NGram search troubles(Is it possible to match entire string)

I am almost positive that this is a simple misunderstanding on my part as I'm very new to Elasticsearch. I am trying to implement a substring matching search using ngrams. I've got it set as max_ngram_diff of 10. My setup looks something like:

  "filter": {
      "barcode_filter": {
        "type": "nGram",
        "min_gram": "4",
        "max_gram": "14"
      }
    },
    "analyzer": {
      "barcode_filter_analyzer": {
        "filter": [
          "lowercase",
          "barcode_filter"
        ],
        "type": "custom",
        "tokenizer": "standard"
      }
    }

My field is defined as barcode with analyzer set to barcode_filter_analyzer.

My goal is to be able to find substrings. So something like "V741" should find every barcode with that substring. Something like "ZR000041" should also find every barcode containing that entire substring. While the second example will find every barcode containing the entire substring, it also finds every barcode containing "0000" for example. My initial thought was to use the score but that doesn't seem to work as a barcode like 00000000000101 will end up having a very high score.
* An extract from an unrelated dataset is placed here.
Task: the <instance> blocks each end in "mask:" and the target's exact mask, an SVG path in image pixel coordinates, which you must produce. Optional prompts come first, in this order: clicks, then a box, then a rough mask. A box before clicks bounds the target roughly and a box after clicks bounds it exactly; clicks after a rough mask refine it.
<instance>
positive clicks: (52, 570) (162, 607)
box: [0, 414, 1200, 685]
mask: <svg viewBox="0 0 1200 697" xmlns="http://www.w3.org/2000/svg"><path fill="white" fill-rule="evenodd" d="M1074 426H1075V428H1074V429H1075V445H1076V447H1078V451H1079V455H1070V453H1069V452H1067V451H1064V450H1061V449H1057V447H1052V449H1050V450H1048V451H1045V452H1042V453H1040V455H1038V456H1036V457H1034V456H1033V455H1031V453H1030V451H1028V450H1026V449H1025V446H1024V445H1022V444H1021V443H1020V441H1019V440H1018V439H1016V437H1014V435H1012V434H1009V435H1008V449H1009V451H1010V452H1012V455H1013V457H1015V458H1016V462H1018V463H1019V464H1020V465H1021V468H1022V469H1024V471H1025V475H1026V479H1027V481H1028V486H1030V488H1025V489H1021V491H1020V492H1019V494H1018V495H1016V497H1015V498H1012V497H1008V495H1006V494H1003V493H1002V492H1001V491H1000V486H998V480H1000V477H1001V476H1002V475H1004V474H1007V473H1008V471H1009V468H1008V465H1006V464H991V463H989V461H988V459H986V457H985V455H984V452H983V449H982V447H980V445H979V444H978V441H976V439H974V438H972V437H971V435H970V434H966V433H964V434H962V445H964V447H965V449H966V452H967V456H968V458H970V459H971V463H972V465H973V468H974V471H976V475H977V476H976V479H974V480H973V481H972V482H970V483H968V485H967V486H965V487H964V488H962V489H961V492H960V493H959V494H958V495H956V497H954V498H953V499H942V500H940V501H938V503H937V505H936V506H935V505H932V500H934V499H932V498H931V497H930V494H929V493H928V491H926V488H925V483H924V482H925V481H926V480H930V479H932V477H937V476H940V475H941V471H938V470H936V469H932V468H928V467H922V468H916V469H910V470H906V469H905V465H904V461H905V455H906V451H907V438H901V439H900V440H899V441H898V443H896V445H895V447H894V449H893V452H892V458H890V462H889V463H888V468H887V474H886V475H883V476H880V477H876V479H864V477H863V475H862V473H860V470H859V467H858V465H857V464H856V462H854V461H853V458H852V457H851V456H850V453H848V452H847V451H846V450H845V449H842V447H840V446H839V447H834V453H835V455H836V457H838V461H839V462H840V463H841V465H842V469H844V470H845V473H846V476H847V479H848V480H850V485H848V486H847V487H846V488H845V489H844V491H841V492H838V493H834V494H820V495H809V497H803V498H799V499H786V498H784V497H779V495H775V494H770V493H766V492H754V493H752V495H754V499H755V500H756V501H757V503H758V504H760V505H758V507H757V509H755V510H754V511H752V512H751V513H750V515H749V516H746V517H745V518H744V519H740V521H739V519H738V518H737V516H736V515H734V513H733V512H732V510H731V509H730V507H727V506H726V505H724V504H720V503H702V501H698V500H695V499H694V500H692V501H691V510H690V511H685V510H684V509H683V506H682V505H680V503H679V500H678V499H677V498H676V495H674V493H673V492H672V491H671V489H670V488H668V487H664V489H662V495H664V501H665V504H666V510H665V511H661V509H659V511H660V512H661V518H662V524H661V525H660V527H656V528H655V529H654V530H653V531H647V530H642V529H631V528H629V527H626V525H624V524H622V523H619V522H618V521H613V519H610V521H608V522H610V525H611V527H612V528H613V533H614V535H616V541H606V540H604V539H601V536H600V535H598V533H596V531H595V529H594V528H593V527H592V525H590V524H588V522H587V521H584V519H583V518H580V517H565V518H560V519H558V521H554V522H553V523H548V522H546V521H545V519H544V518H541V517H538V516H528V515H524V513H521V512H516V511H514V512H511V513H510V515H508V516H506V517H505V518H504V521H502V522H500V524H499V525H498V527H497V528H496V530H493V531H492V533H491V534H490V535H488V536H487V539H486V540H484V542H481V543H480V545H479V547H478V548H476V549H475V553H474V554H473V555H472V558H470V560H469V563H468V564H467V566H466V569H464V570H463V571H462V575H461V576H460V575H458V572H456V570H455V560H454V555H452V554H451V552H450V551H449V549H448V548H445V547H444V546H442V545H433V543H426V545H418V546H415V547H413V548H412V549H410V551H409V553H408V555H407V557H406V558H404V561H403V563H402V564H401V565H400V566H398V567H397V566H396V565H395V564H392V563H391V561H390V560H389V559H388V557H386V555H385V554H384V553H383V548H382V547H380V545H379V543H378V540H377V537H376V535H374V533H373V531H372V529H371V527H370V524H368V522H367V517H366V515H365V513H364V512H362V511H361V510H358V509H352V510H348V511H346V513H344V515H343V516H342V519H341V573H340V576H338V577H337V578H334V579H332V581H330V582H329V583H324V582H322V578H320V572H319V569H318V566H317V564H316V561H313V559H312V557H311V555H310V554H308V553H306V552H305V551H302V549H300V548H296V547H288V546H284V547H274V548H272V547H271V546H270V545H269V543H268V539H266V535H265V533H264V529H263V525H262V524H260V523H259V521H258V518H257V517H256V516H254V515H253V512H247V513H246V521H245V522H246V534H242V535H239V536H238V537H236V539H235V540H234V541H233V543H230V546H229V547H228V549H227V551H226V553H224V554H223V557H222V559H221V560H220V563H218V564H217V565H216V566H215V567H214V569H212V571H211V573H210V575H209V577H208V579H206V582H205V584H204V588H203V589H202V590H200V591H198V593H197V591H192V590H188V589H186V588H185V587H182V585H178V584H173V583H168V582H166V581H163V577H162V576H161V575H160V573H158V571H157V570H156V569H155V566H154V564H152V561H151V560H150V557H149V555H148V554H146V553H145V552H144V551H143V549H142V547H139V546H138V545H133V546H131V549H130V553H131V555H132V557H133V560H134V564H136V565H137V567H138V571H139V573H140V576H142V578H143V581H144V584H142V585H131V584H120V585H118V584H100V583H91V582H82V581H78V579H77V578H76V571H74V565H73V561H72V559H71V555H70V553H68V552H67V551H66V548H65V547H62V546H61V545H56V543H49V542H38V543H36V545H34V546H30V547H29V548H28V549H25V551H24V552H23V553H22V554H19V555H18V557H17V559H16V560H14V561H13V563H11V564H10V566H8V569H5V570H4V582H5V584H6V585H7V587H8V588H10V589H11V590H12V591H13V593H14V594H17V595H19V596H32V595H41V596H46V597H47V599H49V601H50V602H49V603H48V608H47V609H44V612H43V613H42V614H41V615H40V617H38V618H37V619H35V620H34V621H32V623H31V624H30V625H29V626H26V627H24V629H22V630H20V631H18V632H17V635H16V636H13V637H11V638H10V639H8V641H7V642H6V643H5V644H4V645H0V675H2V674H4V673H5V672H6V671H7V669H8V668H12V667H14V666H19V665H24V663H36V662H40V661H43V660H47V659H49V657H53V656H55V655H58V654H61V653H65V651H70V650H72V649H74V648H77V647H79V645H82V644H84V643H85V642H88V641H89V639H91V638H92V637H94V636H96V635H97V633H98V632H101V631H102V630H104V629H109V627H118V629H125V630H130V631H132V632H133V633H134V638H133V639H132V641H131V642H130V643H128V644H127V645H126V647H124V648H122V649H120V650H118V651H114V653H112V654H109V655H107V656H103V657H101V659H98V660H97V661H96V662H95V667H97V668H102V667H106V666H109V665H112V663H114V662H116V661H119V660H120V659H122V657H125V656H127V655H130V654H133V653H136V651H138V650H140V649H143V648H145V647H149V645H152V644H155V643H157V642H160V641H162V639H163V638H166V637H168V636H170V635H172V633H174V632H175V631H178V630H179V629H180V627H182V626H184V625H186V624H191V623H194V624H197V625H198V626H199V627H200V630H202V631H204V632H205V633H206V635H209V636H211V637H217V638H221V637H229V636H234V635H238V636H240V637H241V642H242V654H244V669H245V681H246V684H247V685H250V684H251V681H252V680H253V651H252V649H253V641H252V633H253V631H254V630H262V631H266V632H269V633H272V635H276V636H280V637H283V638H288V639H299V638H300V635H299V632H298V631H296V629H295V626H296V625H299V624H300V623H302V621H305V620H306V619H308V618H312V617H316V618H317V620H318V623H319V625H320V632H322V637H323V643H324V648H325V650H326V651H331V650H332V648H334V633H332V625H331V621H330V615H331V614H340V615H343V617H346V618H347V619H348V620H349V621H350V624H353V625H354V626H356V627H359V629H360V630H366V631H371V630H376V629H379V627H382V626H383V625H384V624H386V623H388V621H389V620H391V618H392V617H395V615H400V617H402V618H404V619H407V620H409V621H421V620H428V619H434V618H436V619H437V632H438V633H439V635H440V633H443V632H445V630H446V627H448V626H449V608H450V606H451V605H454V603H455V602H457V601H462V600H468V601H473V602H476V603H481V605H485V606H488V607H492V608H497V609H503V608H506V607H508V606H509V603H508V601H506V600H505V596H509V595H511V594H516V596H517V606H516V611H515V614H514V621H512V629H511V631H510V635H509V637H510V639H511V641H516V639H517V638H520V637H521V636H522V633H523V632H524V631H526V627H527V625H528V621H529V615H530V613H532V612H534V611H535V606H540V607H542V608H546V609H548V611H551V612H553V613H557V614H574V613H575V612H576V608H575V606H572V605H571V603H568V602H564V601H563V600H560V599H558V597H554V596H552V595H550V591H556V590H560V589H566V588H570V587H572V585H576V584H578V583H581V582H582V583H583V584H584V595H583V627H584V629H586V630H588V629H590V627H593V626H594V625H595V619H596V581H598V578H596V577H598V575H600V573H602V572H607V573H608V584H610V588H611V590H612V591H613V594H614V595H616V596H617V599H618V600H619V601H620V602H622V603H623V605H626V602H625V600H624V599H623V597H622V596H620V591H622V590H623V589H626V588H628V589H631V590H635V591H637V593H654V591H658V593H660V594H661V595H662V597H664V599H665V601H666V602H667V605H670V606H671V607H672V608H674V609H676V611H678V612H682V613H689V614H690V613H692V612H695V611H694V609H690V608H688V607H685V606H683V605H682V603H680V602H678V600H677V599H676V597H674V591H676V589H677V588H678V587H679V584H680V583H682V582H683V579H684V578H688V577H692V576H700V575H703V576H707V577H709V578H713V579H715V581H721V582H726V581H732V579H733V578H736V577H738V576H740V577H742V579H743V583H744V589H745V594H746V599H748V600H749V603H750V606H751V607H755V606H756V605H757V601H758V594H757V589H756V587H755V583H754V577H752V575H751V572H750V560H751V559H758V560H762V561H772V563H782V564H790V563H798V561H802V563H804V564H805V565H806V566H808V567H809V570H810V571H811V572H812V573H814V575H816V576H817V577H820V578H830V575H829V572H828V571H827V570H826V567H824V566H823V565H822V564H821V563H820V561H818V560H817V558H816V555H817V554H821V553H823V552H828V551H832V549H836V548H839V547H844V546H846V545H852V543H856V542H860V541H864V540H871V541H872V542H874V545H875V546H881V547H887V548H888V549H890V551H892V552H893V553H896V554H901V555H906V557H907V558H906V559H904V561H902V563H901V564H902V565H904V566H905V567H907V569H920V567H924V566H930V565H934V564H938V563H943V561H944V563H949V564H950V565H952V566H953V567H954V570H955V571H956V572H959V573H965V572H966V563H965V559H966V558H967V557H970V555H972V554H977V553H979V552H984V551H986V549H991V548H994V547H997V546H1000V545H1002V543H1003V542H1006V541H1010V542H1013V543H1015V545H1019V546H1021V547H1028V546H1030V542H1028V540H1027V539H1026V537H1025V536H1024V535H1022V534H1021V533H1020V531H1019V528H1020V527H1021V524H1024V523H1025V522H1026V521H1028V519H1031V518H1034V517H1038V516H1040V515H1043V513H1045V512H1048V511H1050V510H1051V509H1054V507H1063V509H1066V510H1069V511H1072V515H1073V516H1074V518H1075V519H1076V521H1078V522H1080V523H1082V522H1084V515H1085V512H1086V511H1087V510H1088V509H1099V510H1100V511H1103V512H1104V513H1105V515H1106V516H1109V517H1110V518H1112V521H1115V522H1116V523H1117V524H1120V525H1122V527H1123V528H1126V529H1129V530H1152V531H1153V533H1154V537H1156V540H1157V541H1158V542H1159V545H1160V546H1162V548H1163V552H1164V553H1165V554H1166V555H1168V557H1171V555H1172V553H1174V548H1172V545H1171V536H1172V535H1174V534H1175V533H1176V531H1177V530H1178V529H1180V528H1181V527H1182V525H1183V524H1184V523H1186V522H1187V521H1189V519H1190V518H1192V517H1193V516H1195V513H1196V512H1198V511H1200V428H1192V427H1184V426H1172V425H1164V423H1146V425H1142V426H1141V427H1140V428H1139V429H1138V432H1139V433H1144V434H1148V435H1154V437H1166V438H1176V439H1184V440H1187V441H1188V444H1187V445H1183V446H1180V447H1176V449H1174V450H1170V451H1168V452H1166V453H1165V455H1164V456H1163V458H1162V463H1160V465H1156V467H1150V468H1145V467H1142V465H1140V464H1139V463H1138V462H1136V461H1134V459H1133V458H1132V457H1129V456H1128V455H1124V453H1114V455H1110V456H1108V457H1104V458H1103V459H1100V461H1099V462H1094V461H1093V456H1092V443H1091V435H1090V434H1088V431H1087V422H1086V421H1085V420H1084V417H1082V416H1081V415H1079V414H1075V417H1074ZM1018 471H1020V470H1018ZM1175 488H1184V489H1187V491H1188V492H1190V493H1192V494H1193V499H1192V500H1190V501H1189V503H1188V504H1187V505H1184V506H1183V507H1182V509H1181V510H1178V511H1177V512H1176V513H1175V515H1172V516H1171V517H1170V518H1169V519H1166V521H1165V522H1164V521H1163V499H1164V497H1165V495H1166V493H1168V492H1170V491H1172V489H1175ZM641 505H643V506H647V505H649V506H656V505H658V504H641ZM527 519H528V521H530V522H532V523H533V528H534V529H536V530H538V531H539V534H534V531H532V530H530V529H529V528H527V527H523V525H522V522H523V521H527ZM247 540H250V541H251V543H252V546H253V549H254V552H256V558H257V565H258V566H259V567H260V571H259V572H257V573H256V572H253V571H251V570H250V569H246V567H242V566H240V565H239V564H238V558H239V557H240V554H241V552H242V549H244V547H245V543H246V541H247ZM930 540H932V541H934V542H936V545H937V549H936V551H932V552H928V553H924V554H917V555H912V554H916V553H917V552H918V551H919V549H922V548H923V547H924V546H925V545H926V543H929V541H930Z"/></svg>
Is there any good way to require that the entire query string be found? This is currently only in testing on my PC so anything requiring scrapping and restarting the index is not a big deal so if I'm approaching this in entirely the wrong way I'm happy to adjust. Any help at all would be greatly appreciated!

hey,

so the reason for this behaviour is, that by configuring a ngram filter in your mapping, this filter will also be used when querying data. This means a string like ZR000041, will be depicted into ngrams on the query side as well.

See this example

DELETE test

PUT test
{
  "mappings": {
    "properties": {
      "my_field": {
        "type": "text",
        "analyzer": "barcode_filter_analyzer",
        "fields": {
          "keyword" : {
            "type" : "keyword"
          }
        }
      }
    }
  },
  "settings": {
    "analysis": {
      "filter": {
        "barcode_filter": {
          "type": "nGram",
          "min_gram": "4",
          "max_gram": "5"
        }
      },
      "analyzer": {
        "barcode_filter_analyzer": {
          "filter": [
            "lowercase",
            "barcode_filter"
          ],
          "type": "custom",
          "tokenizer": "standard"
        }
      }
    }
  }
}

GET test/_analyze
{
  "text": "ZR000041",
  "analyzer": "barcode_filter_analyzer"
}

PUT test/_doc/2
{
  "my_field": "ZR000042"
}


PUT test/_doc/1?refresh=true
{
  "my_field": "ZR000041"
}

# finds only one product
GET test/_search 
{
  "query": {
    "match": {
      "my_field": {
        "query": "0041"
      }
    }
  }
}

# finds both products
GET test/_search 
{
  "query": {
    "match": {
      "my_field": {
        "query": "ZR000041",
        "operator": "and"
      }
    }
  }
}

# favor exact match
GET test/_search 
{
  "query": {
    "multi_match": {
      "query": "ZR000041",
      "fields": [ "my_field", "my_field.keyword^2" ]
    }
  }
}

One last thing in order to understand scoring is to use the explain: true parameter in your search, as this will show you the final lucene query.

GET test/_search 
{
  "explain": true, 
  "query": {
    "match": {
      "my_field": {
        "query": "ZR000041"
      }
    }
  }
}

Hope this helps...

--Alex

To add to Alex' explanation here, one solution could be to provide a search analyzer that does not apply the ngram filter to the query terms. You could do that by configuring a search_analyzer in your mapping, or by providing an analyzer in your query:

GET test/_search 
{
  "query": {
    "match": {
      "my_field": {
        "query": "ZR000041",
        "analyzer": "standard"
      }
    }
  }
}
2 Likes

Thanks Alex, I figured that was what was happening but was having trouble wording it! Thanks for the tip on the explain, I'd not seen that before!

Abdon, this seems to do exactly what I wanted. Thank you!